POSTGRES: Output in database.

CLI Usage#

Stop CSV output:

flatterer --nocsv INPUT_FILE OUTPUT_DIRECTORY

xlsx output:

flatterer --xlsx INPUT_FILE OUTPUT_DIRECTORY

sqlite output:

flatterer --sqlite INPUT_FILE OUTPUT_DIRECTORY

parquet output:

flatterer --parquet INPUT_FILE OUTPUT_DIRECTORY

postgres output:

flatterer --postgres='postgres://user:pass@host/dbname' INPUT_FILE OUTPUT_DIRECTORY

The connection string should be in one of these formats. In addition, if you want the connection string from an environment variable then use the string env (for default DATABASE_URL enviroment variable) env=MY_ENV_VAR (for MY_ENV_VAR environment variable).

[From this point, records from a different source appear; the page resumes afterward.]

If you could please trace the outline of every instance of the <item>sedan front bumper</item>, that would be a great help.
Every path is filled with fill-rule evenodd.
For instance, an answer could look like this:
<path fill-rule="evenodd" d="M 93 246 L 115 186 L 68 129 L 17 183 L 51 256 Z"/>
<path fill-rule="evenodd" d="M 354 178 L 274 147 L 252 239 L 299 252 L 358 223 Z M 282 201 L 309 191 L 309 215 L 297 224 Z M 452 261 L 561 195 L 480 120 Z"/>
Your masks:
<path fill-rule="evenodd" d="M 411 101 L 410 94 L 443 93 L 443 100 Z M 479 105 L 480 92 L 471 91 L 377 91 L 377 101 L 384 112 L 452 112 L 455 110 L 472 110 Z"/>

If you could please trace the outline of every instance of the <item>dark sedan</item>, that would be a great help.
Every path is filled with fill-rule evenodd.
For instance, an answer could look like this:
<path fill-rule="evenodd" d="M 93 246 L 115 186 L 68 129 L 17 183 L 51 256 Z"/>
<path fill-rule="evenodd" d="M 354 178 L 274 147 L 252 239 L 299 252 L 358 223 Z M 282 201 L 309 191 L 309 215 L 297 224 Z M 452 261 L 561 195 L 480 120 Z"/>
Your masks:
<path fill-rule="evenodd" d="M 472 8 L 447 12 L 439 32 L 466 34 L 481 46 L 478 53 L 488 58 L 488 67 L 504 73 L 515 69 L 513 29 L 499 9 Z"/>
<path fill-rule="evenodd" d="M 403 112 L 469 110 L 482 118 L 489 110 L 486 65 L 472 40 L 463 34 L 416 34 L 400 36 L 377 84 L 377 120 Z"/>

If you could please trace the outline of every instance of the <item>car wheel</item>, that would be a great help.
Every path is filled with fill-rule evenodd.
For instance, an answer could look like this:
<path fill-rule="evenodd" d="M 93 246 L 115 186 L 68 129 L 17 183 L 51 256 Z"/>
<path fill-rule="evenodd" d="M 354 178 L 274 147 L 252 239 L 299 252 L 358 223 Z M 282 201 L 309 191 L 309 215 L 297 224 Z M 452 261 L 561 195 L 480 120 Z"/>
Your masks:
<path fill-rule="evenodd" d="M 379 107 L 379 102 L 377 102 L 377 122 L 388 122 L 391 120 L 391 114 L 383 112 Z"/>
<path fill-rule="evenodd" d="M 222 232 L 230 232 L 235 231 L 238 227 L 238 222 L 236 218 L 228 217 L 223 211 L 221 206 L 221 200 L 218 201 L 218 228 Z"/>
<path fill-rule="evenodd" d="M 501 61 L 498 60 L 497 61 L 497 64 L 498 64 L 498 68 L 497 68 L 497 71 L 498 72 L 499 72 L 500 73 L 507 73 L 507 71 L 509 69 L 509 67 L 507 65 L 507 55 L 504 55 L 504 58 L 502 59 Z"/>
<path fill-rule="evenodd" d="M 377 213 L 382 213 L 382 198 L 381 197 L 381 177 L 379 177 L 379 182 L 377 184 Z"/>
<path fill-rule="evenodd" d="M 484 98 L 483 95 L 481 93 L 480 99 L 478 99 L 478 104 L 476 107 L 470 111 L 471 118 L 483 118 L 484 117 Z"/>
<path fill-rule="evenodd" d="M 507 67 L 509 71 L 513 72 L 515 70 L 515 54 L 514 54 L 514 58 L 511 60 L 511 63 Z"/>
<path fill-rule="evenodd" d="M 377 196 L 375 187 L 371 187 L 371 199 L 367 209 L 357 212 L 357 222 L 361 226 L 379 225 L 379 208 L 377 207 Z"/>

postgres output from envirment variable:

flatterer --postgres='env=MY_ENV_VAR' INPUT_FILE OUTPUT_DIRECTORY

This will get the connection string from the MY_ENV_VAR environment variable.

Python Usage#

Export sqlite, xlsx, and parquet but not CSV.

import flatterer

flatterer.flatten('inputfile.json', 'ouput_dir', csv=False, sqlite=True, xlsx=True, parquet=True, postgres='postgres://user:pass@host/dbname')

Main Table Name#

Name of the table that represents data at the root of the JSON object.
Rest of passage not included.